The Forgotten Room(82)



“Well, between you and me, I don’t think the P and R lasts more than a week after Cleveland takes office.”

“. . . repeal . . . silver act . . .”

“Don’t matter. Stretched too far, and I hear Morgan’s about to pull the plug—”

The voice became muffled as the owner turned toward the window to knock away a length of ash from his guilty cigar. Olive’s heart thumped into her ribs, making her dizzy. There was a little draft from under the sash, and it fluttered coldly against her long black skirt.

The P&R. That was the Philadelphia and Reading Railroad; even Olive knew that. Everybody knew the P&R; it was one of the largest companies in the world, transporting infinite tons of rich Pennsylvania anthracite coal from the rural mines to the mid-Atlantic ports, and now it wanted to extend its tentacles into New England. Its expensive tentacles, of course. You didn’t build out a hundred miles of track without mountains of money. Railroads ate capital like Gus Pratt ate his breakfast bacon, and they were always one ill wind away from collapsing under the weight of their own debts.

Yes, even Olive knew that.

And she also remembered the fat file in Mr. Pratt’s fat study, labeled PHILADELPHIA & READING.

The dancers blurred past, colorful and frenetic, whirling from prosperous and plentiful 1892 into the dazzling unknown riches of 1893. A handsome face winged before her and disappeared, and it was an instant or two before Olive realized that it was Harry. Harry, cradling his right arm around yet another beautiful girl, clasping her elegant gloved fingers with his left hand. He hadn’t noticed Olive at all.



Not until half past eleven o’clock did Olive find her opportunity to steal into the study upstairs. She had emptied another tray of champagne and made for the stairs to the kitchen, but instead of descending into the basement she had left the tray on the Chippendale lowboy and slipped upward and out of sight.

This time, no hesitation stayed her hands. She knew exactly what she was doing, exactly what she was looking for. The leather portfolios flipped beneath her experienced fingers, until the familiar words appeared once more in the minute glow of the candle: VAN ALAN.

Familiar, and yet foreign. The name hardly seemed to belong to her at all anymore; she felt as if she were no more than a disembodied Olive, belonging to no one and to no particular name. She had spent the last week in a kind of fairyland, knowing that it was a fairyland and entering into it anyway, and now that she was emerging back into the real and practical world, she found she didn’t have a place there, either. That she would never be the same Olive Van Alan as before. That she might never again know who Olive was, or should be.

She opened the portfolio, and the tactile sensation of the leather and the papers within brought her back to the task at hand. The truth: the only thing left to her.
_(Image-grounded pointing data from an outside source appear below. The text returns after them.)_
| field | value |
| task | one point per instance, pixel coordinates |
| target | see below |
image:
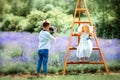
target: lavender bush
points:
(21, 47)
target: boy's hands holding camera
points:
(55, 30)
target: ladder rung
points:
(81, 9)
(82, 22)
(74, 48)
(71, 62)
(75, 34)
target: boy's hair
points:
(46, 24)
There were perhaps thirty papers in all, arranged immaculately by date. Olive sifted through the early correspondence, detailing the Pratts’ specifications and her father’s tactful responses, referring to blueprints and drawings that must have been stored elsewhere. Then the requests for payment, each one neatly marked PAID in the sleek brown-black strokes of a confident fountain pen. The sums were not large, which didn’t surprise Olive. According to Mrs. Van Alan, the bulk of her father’s fee had been due upon completion and inspection of the mansion, and the sum was large enough that he had agreed to this particular arrangement with a gentleman’s handshake.
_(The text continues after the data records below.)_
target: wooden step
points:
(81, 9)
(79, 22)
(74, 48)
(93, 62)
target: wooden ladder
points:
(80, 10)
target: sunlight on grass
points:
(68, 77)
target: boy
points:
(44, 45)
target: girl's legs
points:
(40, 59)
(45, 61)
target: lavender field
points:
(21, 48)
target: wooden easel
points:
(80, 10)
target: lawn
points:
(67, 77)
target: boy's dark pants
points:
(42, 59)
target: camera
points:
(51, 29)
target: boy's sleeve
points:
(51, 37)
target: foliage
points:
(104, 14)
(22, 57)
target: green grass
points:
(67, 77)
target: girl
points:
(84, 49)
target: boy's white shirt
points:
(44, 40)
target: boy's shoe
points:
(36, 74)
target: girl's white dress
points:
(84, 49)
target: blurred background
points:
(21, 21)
Until she came to the last two pages. There was a letter from her father, dated the twentieth of December 1891, noting the successful inspection of the house on the first of December and requesting payment of the balance of his fee for architectural services: nine thousand dollars.

But scribbled at the bottom of this particular letter was not the customary word PAID, which appeared on all the other invoices, followed by a date. Instead, the word—black, in thick, angry block letters—was REFUSED. Dated the second of January 1892.

Her father had shot himself the next day.

“Well, well.”

Lost in contemplation of that single word, REFUSED, Olive had almost forgotten where she was. She started upward, knocking over the candle, righting it again. Hot wax spilled over her fingers.

“Oh, I beg your pardon,” came the voice of Miss Prunella Pratt, followed by the young lady’s white figure, emerging from the shadowed doorway. “Am I disturbing you?”

Olive drew her spine straight, her shoulders back. “No,” she said.

Prunella stalked across the rug. She was holding a glass of wine in her hand, half-finished, and the reckless quality of her gait suggested it wasn’t her first of the evening. “You poor dear thing. Shall I guess what you’re doing?”

“I think it’s obvious what I’m doing.”

“Well, I guess it is, at that. Using your position in this household to find out why your poor, innocent father left this house in disgrace. Why those heartless Pratts turned him out in the cold and ruined his good name.” Prunella stopped on the other side of the desk, placed her wineglass on the edge, and leaned forward. “Dear Olive. I could have saved you the trouble. You won’t find it.”

“Won’t I?”

“Oh, no. My father, you see, was actually quite kind, I think, considering the provocation. He was kind enough not to let the world know the real reason he dismissed Mr. Van Alan without payment. Better the world should just think the man hadn’t designed this house to my family’s satisfaction.”